You could run just two drivers if you wanted to run parrallel strings. two strings of 12 per driver. each string on the same driver must be identical though, ie. same number of each color. If doing this though you can't run the LEDs at quite as high a drive current. But there are countless ways you could set things up to maximise the use of your drivers. Using the above leds I suggested I would consider this setup: assumes using meanwell eln 60-48 series drivers

Driver 1: two parrallel strings of 12 royal blue leds (typically you'd be seeing around 650ma driver current per string)

Driver 2: 4 cool whites and the remaining 8 royal blue. (note that you must set the string by the lower drive current of the blue leds. typically no more than 900ma for Cree)

Driver 3: remaining whites ( running at 1300ma assuming cree xp-g)

using dimmers this would give you good flexibility on tweaking the color to you liking.

as I mentioned earlier though you could use only two drivers if you wanted. or any of a thousand different driver combos as there are dozens of different driver models to choose from depending on your goals.

hope this helps.
 
Wow, what a fantastic response. Cheers for that!

Can you run an Apex with both the ELN-60-48D and ELN-60-48P?? I thinking about going with the P due to the fact that I can program it to a typhon led controller later on...!
 
So here is the lighting arrangement I've come up with from the proposed ratio of LED's (see above)

RB RB RB CW RB WW RB CW RB RB RB RB
NW RB CW RB NW RB NW RB CW RB RB NW
RB WW RB NW RB WW RB NW RB WW RB RB
RB RB RB RB CW RB CW RB RB RB RB RB

How's that look...sorry, I couldnt figure out how to upload my Excel makeup.

Cheers,

Low
 
Bump, trying to buy these this weekend! Would love to hear everyone's opinion. Thanks!

Just for another data point, I have a 90g and just finished my led build with 48 leds. I got advice from everyone under the sun and got about as many different answers. I started out with a 36 build and then added another 12. I went with:

24 Royal Blues (RB)
8 Blues (B)
10 Neutral Whites (N)
6 Cool Whites (C)

I added the blues in the last 12 added and I like how it moved the color from purpleish to more of a deep blue, but as always that is a personal preference.
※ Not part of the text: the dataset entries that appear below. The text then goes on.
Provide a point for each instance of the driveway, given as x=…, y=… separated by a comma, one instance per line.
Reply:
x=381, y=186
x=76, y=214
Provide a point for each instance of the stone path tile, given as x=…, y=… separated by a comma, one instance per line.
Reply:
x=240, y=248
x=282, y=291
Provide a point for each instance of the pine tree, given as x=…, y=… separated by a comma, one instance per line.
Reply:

I had also had 2 greens in the mix and removed them and like the color better without.

Here is the config I did, which is also linear.
RB C B RB N RB RB N RB B C RB
RB RB N RB B C RB B N RB RB N
N B RB N RB RB N RB RB C B RB
RB C RB B N RB RB C B RB N RB

I also have them 9" above the water with 60 deg optics on the two rows in the front where my substrate doesn't have much rock over it and then 80 deg optics in the back two rows where they are over rock structures.

As most people say a lot of this is personal preference.... Good Luck.